113. The Panel observes that in fact, Article 14 of the FIFA RSTP was solely invoked in the Termination Letter. Whilst there were references to the overdue sums the Player had claimed from BKD, there was not a reference to Article 14bis of the FIFA RSTP in the Termination Letter. The relevant part of the Termination Letter reads as follows:
“Due to unfulfilled financial obligations with a delay of four (4) months you have breached the agreement unilaterally and without just cause. Therefore, you leave us no other choice than to take legal steps against your club. In accordance to the FIFA Regulations for Status and Transfers of Players, Art. 14., We herewith properly terminate the current Agreement – signed on 14 January 2021 for the period from 14 January 2021 until 31.5.2023. – with immediate effect, due to the unilaterally breaching of the contract without just cause by your club…”
114. The Panel notes that there was no reference in the Termination Letter as regards the Player training alone, apparently not being wanted at BKD, the threat not to register him, etc. Whilst there was some evidence of all this in the file, it was a little thin (primarily the WhatsApp chain between the Agent and the club) and it was not referred to by the Player as a reason for the termination with just cause.
115. That noted, the Panel is satisfied from the evidence that substantial sums of arrears of salary had built up almost from the start of the employment relationship, and that there was no sign of these being brought up to date, and as such the Player terminated the BKD Employment Contract.
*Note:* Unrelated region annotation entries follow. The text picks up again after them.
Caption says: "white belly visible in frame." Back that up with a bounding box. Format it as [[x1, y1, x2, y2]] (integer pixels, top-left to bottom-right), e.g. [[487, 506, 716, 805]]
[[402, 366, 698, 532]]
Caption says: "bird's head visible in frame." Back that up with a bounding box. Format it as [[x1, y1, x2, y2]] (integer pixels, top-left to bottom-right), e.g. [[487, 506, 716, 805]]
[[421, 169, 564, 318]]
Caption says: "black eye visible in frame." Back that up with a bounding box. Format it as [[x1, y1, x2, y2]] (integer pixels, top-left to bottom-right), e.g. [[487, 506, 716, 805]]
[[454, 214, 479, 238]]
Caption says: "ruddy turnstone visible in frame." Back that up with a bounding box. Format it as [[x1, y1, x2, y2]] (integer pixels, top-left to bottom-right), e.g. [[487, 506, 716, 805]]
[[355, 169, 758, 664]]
116. BKD only reacted when it received the Termination Letter and it proposed to do in two hours, what it had not done in 4 months. However, the BKD Employment Contract had already been terminated by the Player earlier that same day that BKD reacted and tried to rectify the situation via cash payment.
117. The question for the Panel is whether a club that has not paid its player for 4 months, despite the player demanding the payment of such arrears, provides that player with just cause to end the employment relationship.
118. The Panel notes that there has been a long and consistent line of jurisprudence at the CAS that if a significant amount of salaries were unpaid after a demand from a player, then the player could terminate for just cause. The number of months overdue and the length of the demand were often debated. In 2018, FIFA added Article 14bis to the FIFA RSTP, after consultation and negotiations with the likes of the European Club Association and the Fédération Internationale de Associations de Footballeurs Professionnels. This provided the parties with some certainty, in that termination could be invoked where two monthly salaries remained outstanding. However, as seen above, this was ultimately not the route chosen by the Player.
119. The 2018 FIFA RSTP did not exclude any party from utilising Article 14 of the FIFA RSTP, but any panel examining the facts would want to consider the number of months overdue/outstanding and consider the default notice given. Ultimately, one important difference between the two venues for terminating an agreement lays in the fact that Article 14bis of the FIFA RSTP provides a player with an automatic right to terminate his or her playing contract, whereas, any player invoking Article 14 of the FIFA RSTP has to prove to the panel that he or she had just cause to terminate.
120. Therefore, the right to invoke Article 14 of the FIFA RSTP over Article 14bis in cases where the due amounts were paid within the "warning period" of 15 days needs some other supporting
elements that will convince a panel that indeed the overall conduct of the club constitute a breach in spite of paying the full amount of the salaries plus interest within the 15 days.
121. In the case at hand, the Panel has no hesitation in concluding that the Player was due 4 months’ salary almost from the very beginning of the employment relationship and the start of the employment period. Furthermore, the Panel concludes that the evidence shows that the BKD lost interest in the Player immediately at the start of the employment relationship. In addition, the default notice provided BKD with 15 days’ notice to pay the outstanding amounts or to see the BKD Employment Contract terminated. All these elements are sufficient, in the Panel’s opinion, for just cause to arise. Based on the evidence in the file, the Panel has the impression that BKD would not have paid no matter what period of notice it was given, since it was only once the termination had taken affect that BKD reacted. BKD showed little interest in the Player, had left him with a significant amount of arrears and only “came to life” in an attempt to avoid paying any compensation for breach of the contract once it had been terminated. It is therefore that in the specific circumstances of this case, the Panel is fully satisfied that invocating Article 14 of the FIFA RSTP as the ground for the termination with just cause is acceptable and justified.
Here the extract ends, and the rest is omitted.